V. Petrosian (Dept. of Physics and Applied Physics, CSSA, Stanford Univ.), S. Liu (CSSA, Dept. of Physics, Stanford Univ.)

Stochastic acceleration by turbulent plasma waves, induced perhaps by magnetic reconnection or shocks near the top of flaring loops, seems to be the most viable scenario for the production of nonthermal particles detected during the impulsive phase of solar flares. Previous studies mostly focused either on electron acceleration or on that of protons. A comprehensive comparative study of the two has not been done. In this paper we present some preliminary results of our study on stochastic acceleration of protons and electrons by parallel propagating plasma waves in a cold magnetized electron-proton plasma. The aim of this work is to investigate the characteristics of protons and electrons accelerated from a thermal background plasma by a spectrum of turbulent plasma waves. The simplest form of such a model, where the source is homogeneous and there is energy equipartition among different wave modes, with reasonable parameters of the background plasma and turbulence can produce the required (by observations) electron spectra. However, the corresponding proton spectra may not be compatible with observations, and vice versa. Results from our study of this aspect will be described.
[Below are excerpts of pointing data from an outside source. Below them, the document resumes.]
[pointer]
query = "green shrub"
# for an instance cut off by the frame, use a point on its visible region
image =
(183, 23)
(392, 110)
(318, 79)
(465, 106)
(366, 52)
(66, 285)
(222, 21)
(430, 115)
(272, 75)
We have explored the model parameter space and will describe the conditions for production of comparable gamma-ray continuum (by electron bremsstrahlung) and line emission (by accelerated proton and ions), and the conditions for production of the so-called electron dominated or gamma-ray line dominated flares.

The work at Stanford is supported by NASA grants NAG5-12111, NAG5 11918-1, and SUB2001-402-01 through University of Alabama in Huntsville (PI: J. Miller).